3. Pick stocks you want to buy
With an online brokerage and investment account chosen, you can finally do what you came here to do: pick stocks and start investing.
Of course, you don’t want to pick just any old stocks. You want to find and buy stocks that have long-term growth potential, solid business models, and strong financial footing.
In short, you want to pick stocks wisely, which might involve using evaluation metrics, digging into a company’s financial records, or using the research available to you in your brokerage account. The Motley Fool’s Stock Advisor is also a good source of investment advice.
Once you do identify good long-term stocks, you’ll want to decide how many shares to buy. This isn’t as difficult as it sounds, and, in fact, your investing budget and the stock price will often help you decide. If your brokerage allows fractional shares (think 5.482 shares instead of a solid 5), you can purchase any dollar amount. For instance, with $1,000 Canadian dollars to invest with, you can buy a full $1,000 worth of shares.

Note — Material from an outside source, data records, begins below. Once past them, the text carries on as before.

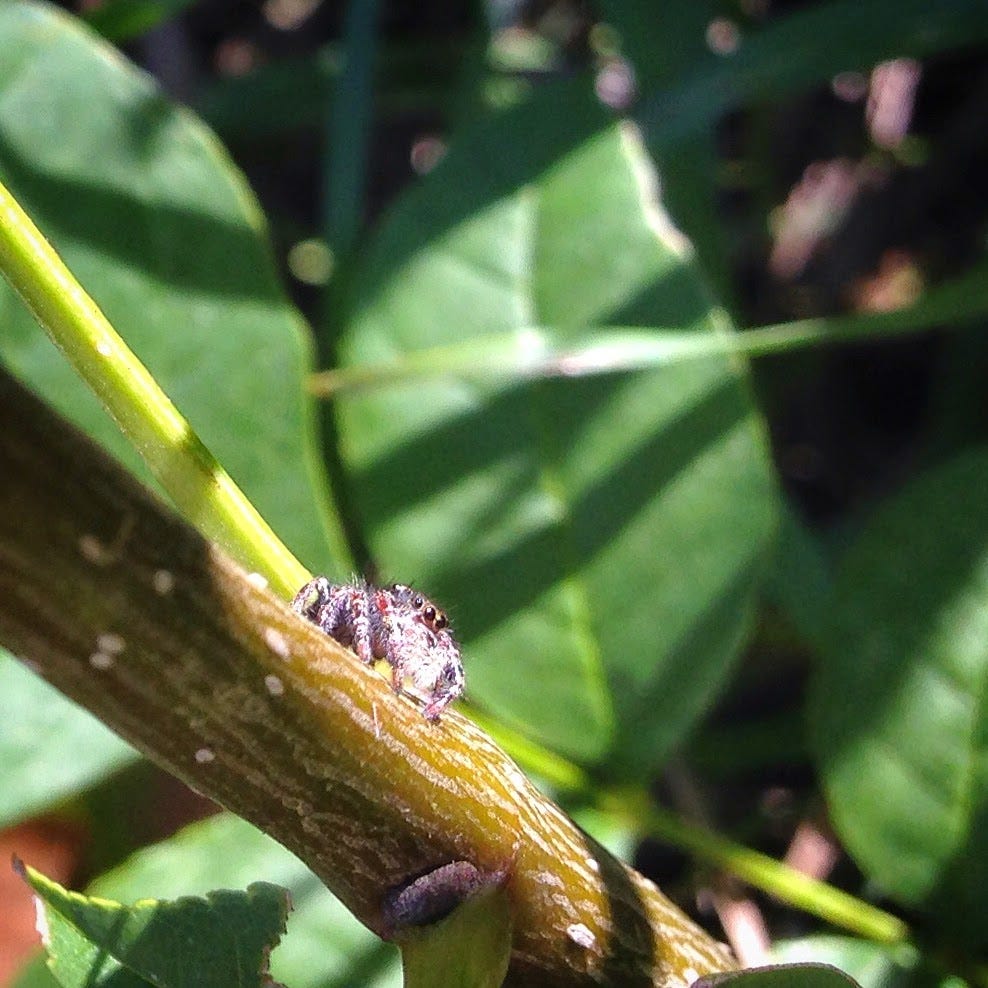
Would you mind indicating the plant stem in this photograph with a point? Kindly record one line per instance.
(199, 486)
(759, 870)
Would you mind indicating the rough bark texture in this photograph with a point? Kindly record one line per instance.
(128, 611)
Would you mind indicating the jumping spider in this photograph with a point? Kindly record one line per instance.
(394, 623)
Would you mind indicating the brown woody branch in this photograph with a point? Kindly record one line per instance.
(131, 613)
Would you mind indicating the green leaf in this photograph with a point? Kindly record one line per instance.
(596, 540)
(39, 726)
(216, 942)
(468, 949)
(152, 217)
(872, 965)
(123, 20)
(780, 976)
(327, 945)
(898, 702)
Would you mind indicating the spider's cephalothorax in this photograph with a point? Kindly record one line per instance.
(397, 624)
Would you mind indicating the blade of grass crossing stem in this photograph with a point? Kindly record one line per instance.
(202, 490)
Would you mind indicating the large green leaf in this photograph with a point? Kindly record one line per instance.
(597, 539)
(899, 701)
(158, 225)
(325, 946)
(39, 727)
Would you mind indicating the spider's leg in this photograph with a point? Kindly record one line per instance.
(312, 598)
(361, 607)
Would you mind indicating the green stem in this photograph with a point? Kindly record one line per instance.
(759, 870)
(199, 486)
(214, 504)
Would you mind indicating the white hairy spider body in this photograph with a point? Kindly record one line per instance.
(397, 624)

If they don’t offer fractional, you’ll have to divide your stock trading money by the price of the stock, then round down. For instance, if a stock is selling for $94, then you can buy 10 full shares ($940) with $1,000, then save up another $34 to buy that eleventh one.
4. Choose an order type
After you’ve chosen a stock and the shares you want, you’ll have to decide on your order type. Luckily, there are only two main order types, and they’re fairly easy to understand:
- Market order: When you place a market order, you’re asking your broker to trade shares immediately. Whether you’re buying stock or selling it, you want it to be done right away.
- Limit order: When you place a limit order, you’re asking your broker to buy or sell shares at a specified stock price. For instance, if you want to buy stock in Company A, but you think its current stock price is too high (say, it’s $780 per share right now), you could place a limit order to buy the stock if it falls to $600. Likewise, if you’re losing confidence in Company A, and you’re currently a shareholder, you could place a limit order to sell if the individual stocks hit $800.
5. Place your stock order with your brokerage
At this point, you have all the pieces to complete your order with your brokerage. To recap, here’s what your broker will ask for:
- Ticker symbol: an abbreviation used to identify the company you want to buy.
- Shares: the total number of shares you want.
- Order type: whether you want to place the order now (market) or wait until the stock hits a specified price (limit).
Once you hit “place order,” your broker will start executing it. Depending on your brokerage, it could take a few minutes before you become an official shareholder of the company you chose. But soon enough you’ll see the stock appear in your holding.
6. Continue to diversify your portfolio
Now that you know how to buy stocks in Canada, the next step is to repeat the steps above until you have a well-diversified holding.
What does a diversified holding look like? For one, it involves owning investments that represent a broad range of industries, market sectors, and even different asset classes (bonds, cryptocurrency, commodities, real estate).
The idea is that by spreading your money across many different investments, you might limit the downside if a market correction or downturn hurts a specific part of the economy.
Of course, if you’d rather not spend your time handpicking stocks, you can always buy shares of an exchange-traded fund (ETF) or mutual fund. One share of an ETF will spread your money across numerous companies. You can buy and sell ETFs in the same way described above, by placing an order with your online brokerage.